Daneben ist das Gericht verpflichtet, alle Fälle zu untersuchen, die ihm vom UN-Sicherheitsrat zugewiesenen werden, unabhängig davon, ob der Beschuldigte einem Unterzeichnerstaat angehört oder nicht. Bisher sind 114 Staaten dem Vertrag beigetreten und haben sich damit der Zuständigkeit des ICC unterworfen. 34 Staaten, darunter auch Russland, haben den Vertrag unterzeichnet, aber noch nicht ratifiziert. Für sie ist das Gericht also noch nicht zuständig.
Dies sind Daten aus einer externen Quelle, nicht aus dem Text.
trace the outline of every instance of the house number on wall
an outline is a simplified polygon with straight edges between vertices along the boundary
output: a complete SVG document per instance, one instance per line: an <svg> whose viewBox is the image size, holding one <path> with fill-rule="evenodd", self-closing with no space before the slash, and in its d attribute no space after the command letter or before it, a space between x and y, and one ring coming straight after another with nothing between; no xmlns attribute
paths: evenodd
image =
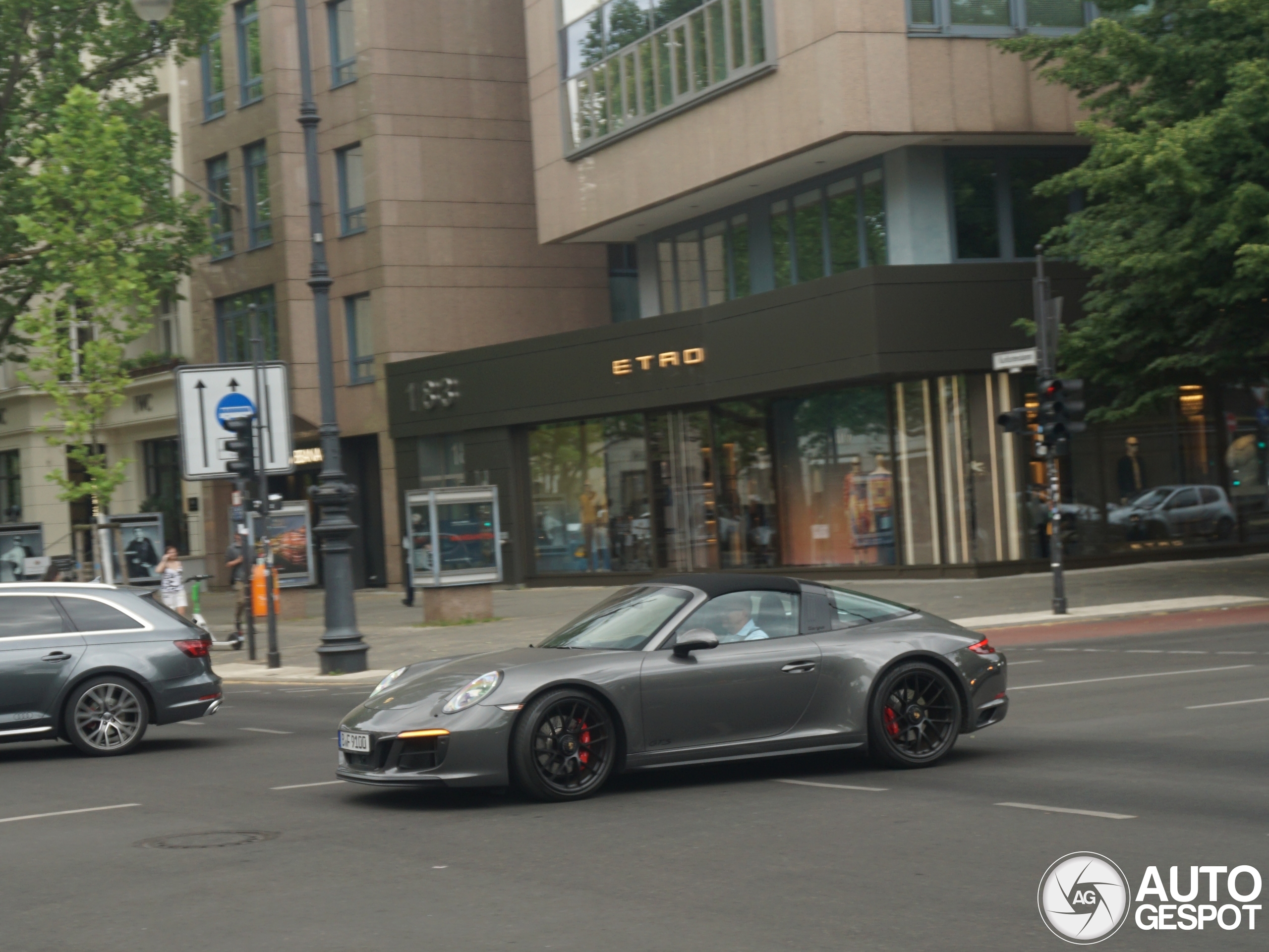
<svg viewBox="0 0 1269 952"><path fill-rule="evenodd" d="M458 402L458 381L454 377L443 380L411 381L405 387L410 409L435 410L438 406L453 406Z"/></svg>

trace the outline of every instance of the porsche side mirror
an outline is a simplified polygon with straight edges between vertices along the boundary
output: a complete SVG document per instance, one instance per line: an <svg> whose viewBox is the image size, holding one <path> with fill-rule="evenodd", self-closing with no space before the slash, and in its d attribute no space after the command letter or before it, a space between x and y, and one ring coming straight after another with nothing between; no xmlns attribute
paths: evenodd
<svg viewBox="0 0 1269 952"><path fill-rule="evenodd" d="M708 628L693 628L674 640L674 654L679 658L687 658L693 651L704 651L708 647L718 647L718 636Z"/></svg>

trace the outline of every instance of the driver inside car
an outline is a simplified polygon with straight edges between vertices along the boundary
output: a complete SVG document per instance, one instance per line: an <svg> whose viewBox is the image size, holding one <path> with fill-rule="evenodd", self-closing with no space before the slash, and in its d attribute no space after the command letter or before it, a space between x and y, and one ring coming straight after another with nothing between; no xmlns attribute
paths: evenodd
<svg viewBox="0 0 1269 952"><path fill-rule="evenodd" d="M760 638L770 637L765 631L758 627L754 621L753 608L750 608L749 597L736 599L736 603L730 608L722 617L722 625L725 633L718 636L718 642L725 644L728 641L758 641Z"/></svg>

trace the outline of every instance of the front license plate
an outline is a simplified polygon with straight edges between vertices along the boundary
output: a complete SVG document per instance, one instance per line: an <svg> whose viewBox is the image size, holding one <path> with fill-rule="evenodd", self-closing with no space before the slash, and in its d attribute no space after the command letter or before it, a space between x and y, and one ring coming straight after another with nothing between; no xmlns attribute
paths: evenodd
<svg viewBox="0 0 1269 952"><path fill-rule="evenodd" d="M368 754L371 753L371 735L353 734L352 731L340 731L339 749L350 750L354 754Z"/></svg>

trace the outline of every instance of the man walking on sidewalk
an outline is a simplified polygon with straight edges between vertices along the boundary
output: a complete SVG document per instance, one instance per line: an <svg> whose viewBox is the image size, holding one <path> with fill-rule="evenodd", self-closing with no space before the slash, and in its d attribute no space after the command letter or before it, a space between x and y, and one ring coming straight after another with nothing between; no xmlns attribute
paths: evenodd
<svg viewBox="0 0 1269 952"><path fill-rule="evenodd" d="M233 602L233 631L235 635L242 637L242 617L247 612L247 598L250 590L247 588L247 574L246 574L246 537L241 533L233 536L233 541L230 542L230 547L225 550L225 565L230 570L230 583L233 585L233 594L236 595Z"/></svg>

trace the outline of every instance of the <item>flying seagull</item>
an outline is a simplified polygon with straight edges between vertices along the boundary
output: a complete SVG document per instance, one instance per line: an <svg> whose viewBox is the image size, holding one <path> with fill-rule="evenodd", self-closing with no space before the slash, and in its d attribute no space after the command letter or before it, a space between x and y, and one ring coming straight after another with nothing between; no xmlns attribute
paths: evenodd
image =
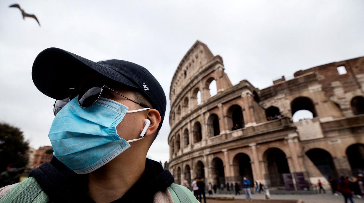
<svg viewBox="0 0 364 203"><path fill-rule="evenodd" d="M38 24L39 25L40 27L40 24L39 23L39 21L38 21L38 19L37 19L37 17L35 17L35 15L33 14L28 14L28 13L24 12L24 10L20 8L20 6L19 5L19 4L13 4L12 5L9 6L9 7L11 8L11 7L17 8L19 8L19 9L20 9L20 11L21 12L21 15L23 15L23 19L24 19L25 18L25 17L30 17L31 18L33 18L35 19L35 20L37 21L37 22L38 23Z"/></svg>

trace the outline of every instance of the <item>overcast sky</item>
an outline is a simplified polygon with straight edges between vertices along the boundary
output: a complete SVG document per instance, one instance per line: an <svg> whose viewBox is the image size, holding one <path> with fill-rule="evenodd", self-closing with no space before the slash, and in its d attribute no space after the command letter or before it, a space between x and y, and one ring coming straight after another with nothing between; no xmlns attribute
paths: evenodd
<svg viewBox="0 0 364 203"><path fill-rule="evenodd" d="M23 20L19 3L35 14ZM282 75L364 56L364 1L0 1L0 122L31 146L50 145L53 99L33 84L33 62L58 47L97 61L141 65L159 81L167 112L149 157L169 158L169 93L180 61L198 40L221 56L233 84L263 88Z"/></svg>

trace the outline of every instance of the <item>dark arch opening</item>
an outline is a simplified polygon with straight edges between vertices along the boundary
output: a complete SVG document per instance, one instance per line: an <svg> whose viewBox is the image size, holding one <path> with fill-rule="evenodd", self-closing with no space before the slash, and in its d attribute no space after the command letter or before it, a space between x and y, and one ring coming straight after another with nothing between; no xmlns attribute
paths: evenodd
<svg viewBox="0 0 364 203"><path fill-rule="evenodd" d="M254 97L254 101L255 101L257 103L259 103L260 102L260 98L259 97L259 96L258 95L258 93L254 90L253 91L253 95Z"/></svg>
<svg viewBox="0 0 364 203"><path fill-rule="evenodd" d="M193 125L193 139L195 143L198 142L202 139L202 129L201 124L198 121Z"/></svg>
<svg viewBox="0 0 364 203"><path fill-rule="evenodd" d="M300 97L294 100L291 102L291 110L292 116L294 113L300 110L307 110L312 113L312 116L316 117L317 114L315 105L311 99L305 97Z"/></svg>
<svg viewBox="0 0 364 203"><path fill-rule="evenodd" d="M264 154L268 162L268 174L265 178L270 180L272 187L284 186L283 174L290 172L286 154L275 147L267 150Z"/></svg>
<svg viewBox="0 0 364 203"><path fill-rule="evenodd" d="M224 164L222 161L217 157L214 158L211 163L211 176L213 184L216 184L219 186L221 183L225 183L225 172L224 171Z"/></svg>
<svg viewBox="0 0 364 203"><path fill-rule="evenodd" d="M230 118L232 130L244 127L244 118L240 106L235 105L230 106L228 110L228 117Z"/></svg>
<svg viewBox="0 0 364 203"><path fill-rule="evenodd" d="M205 178L205 166L201 161L198 161L196 164L196 177Z"/></svg>
<svg viewBox="0 0 364 203"><path fill-rule="evenodd" d="M279 109L274 106L270 106L265 110L265 115L268 121L278 119L282 116Z"/></svg>
<svg viewBox="0 0 364 203"><path fill-rule="evenodd" d="M185 179L187 180L188 185L191 185L191 169L188 165L185 166Z"/></svg>
<svg viewBox="0 0 364 203"><path fill-rule="evenodd" d="M209 137L220 134L220 124L219 123L219 117L217 115L213 114L210 115L207 120L207 125Z"/></svg>
<svg viewBox="0 0 364 203"><path fill-rule="evenodd" d="M246 154L239 153L234 157L233 163L234 167L234 173L239 175L239 176L235 179L242 182L243 178L245 177L252 184L254 180L252 164L249 156Z"/></svg>
<svg viewBox="0 0 364 203"><path fill-rule="evenodd" d="M176 184L181 184L181 168L178 167L177 169L177 180L176 180Z"/></svg>
<svg viewBox="0 0 364 203"><path fill-rule="evenodd" d="M176 151L178 151L181 149L181 136L179 135L179 134L177 135L177 137L176 138Z"/></svg>
<svg viewBox="0 0 364 203"><path fill-rule="evenodd" d="M186 128L183 133L183 145L186 147L190 144L190 138L188 134L188 130Z"/></svg>
<svg viewBox="0 0 364 203"><path fill-rule="evenodd" d="M331 178L337 178L332 157L327 151L322 149L313 149L308 151L306 155L328 180Z"/></svg>
<svg viewBox="0 0 364 203"><path fill-rule="evenodd" d="M353 98L351 100L351 107L354 115L364 114L364 97L358 96Z"/></svg>
<svg viewBox="0 0 364 203"><path fill-rule="evenodd" d="M354 144L346 150L352 172L354 176L364 173L364 145Z"/></svg>

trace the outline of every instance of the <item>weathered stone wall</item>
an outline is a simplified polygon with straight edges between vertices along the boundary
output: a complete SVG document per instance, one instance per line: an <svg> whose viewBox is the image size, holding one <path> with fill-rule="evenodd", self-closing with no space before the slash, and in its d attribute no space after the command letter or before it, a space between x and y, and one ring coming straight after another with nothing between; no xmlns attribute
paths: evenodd
<svg viewBox="0 0 364 203"><path fill-rule="evenodd" d="M341 66L346 74L339 74ZM354 115L352 106L364 95L364 57L300 70L262 90L245 80L233 86L224 70L222 58L197 41L173 76L168 143L176 182L203 176L231 183L245 176L280 186L282 174L302 172L311 186L320 179L327 187L328 174L352 175L347 150L364 146L364 114ZM213 80L218 93L211 97ZM301 109L314 118L293 122ZM315 153L328 163L309 157Z"/></svg>

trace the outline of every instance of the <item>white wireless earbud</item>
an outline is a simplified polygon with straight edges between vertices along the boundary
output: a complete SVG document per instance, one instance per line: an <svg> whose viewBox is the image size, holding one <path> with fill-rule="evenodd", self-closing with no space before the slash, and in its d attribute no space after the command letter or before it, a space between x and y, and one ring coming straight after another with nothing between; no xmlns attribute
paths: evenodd
<svg viewBox="0 0 364 203"><path fill-rule="evenodd" d="M149 119L146 119L145 122L144 122L144 128L143 129L143 130L142 131L142 133L140 134L140 135L139 137L143 137L144 135L145 135L145 133L147 131L147 129L148 129L148 127L149 127L149 125L150 125L150 120Z"/></svg>

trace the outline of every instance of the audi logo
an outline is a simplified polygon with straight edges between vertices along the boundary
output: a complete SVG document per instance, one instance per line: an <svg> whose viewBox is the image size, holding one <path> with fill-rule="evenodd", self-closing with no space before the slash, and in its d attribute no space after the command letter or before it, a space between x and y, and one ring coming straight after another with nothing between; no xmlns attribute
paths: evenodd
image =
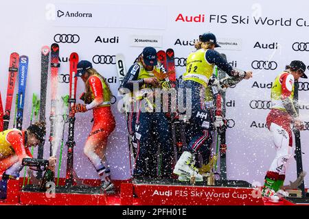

Weitere 44 Staaten, einschliesslich Chinas, haben den Vertrag bisher noch nicht einmal unterzeichnet.
Und schliesslich haben mehrere Staaten, darunter auch die USA und Israel, die den Vertrag unterstützt hatten, ihre Unterschrift wieder zurückgezogen und sich damit der Zuständigkeit des ICC entzogen.
Wie ist das zu bewerten? Es scheint so, als wollten die Führungen der Weltmächte China, Russland und USA nicht darauf verzichten, ihren Anspruch auf Einzigartigkeit weltweit durchzusetzen. Sie haben bereits andere Länder besetzt, Kriege im Ausland geführt und dabei Zivilisten umgebracht, oder planen, das in Zukunft zu tun.
Dabei ist es sehr wahrscheinlich, dass Bürger der oben genannten Staaten schon Kriegsverbrechen, Verbrechen gegen die Menschlichkeit oder Völkermord begangen haben oder noch begehen werden. Deshalb wollen diese Staaten ausserhalb der Zuständigkeit des ICC bleiben.
Die US-Regierung deckt sogar das kriminelle Verhalten der Israelis und hat sich deshalb auch zum Schutz israelischer Staatsangehöriger verpflichtet.
Wer sich die vom ICC bisher durchgeführten Strafverfahren anschaut, wird feststellen, dass sie alle gegen Angehörige kleinerer, meist afrikanischer Staaten durchgeführt wurden, die relativ machtlos waren und keine stärkere Schutzmacht hatten.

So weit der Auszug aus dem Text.